What is a Land Acknowledgement and Its Purpose?
A land acknowledgement recognizes and respects the relationship that exists between Indigenous peoples and their ancestral and contemporary territories. Additionally, a land acknowledgement provides opportunity to explore the current impact of colonization and systemic oppression on Indigenous peoples. Land acknowledgements do not exist in past tense or a historical context as colonialism is a current ongoing process.
Putting a Land Acknowledgement into Action
There are a number of ways that one can move beyond simply reciting a land acknowledgement and put their words into action. Suggested action steps include:
Education: Learn more about the histories and cultures of Native American and Indigenous peoples, specifically the tribal nations that are connected to the land you reside upon. There are a number of books, films and podcasts that are written and created by Indigenous people. Also, Ohio State offers a minor in American Indian Studies, which is a great opportunity to take courses focused on Native American and Indigenous cultures and history. Through Native American and Indigenous Student Initiatives, there are a number of programs and events throughout the year including Orange Shirt Day, Indigenous Peoples Day, Native American Heritage Month and Alternative Thanksgiving.
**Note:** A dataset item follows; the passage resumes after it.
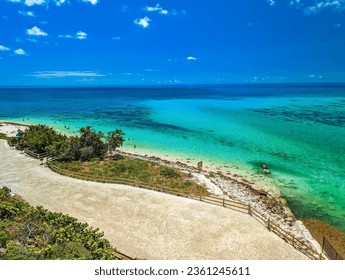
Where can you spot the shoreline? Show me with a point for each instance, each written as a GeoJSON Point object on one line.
{"type": "Point", "coordinates": [235, 187]}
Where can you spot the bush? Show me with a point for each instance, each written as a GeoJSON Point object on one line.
{"type": "Point", "coordinates": [169, 173]}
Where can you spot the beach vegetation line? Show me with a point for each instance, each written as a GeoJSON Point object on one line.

Relationship Building: Building relationships is a very important aspect of standing in solidarity with Native American and Indigenous peoples. A great place to start on campus is visiting the Student Life Multicultural Center and connecting with three of the Ohio State Native American and Indigenous student organizations including the Native American and Indigenous Peoples Cohort (NAIPC), the American Indian Science and Engineering Society (AISES) and the Indigenous Community of Graduate and Professional Students (ICGPS).
There are currently zero federally recognized Native American and Indigenous tribes in the State of Ohio, but a number of tribal nations in Oklahoma, Wisconsin, Michigan, North Dakota and Minnesota have ancestral connections to Ohio land. This list of tribal nations is documented in the Native American Graves Protection and Repatriation Act (NAGPRA) Indian Land Cessions 1784-1894 database.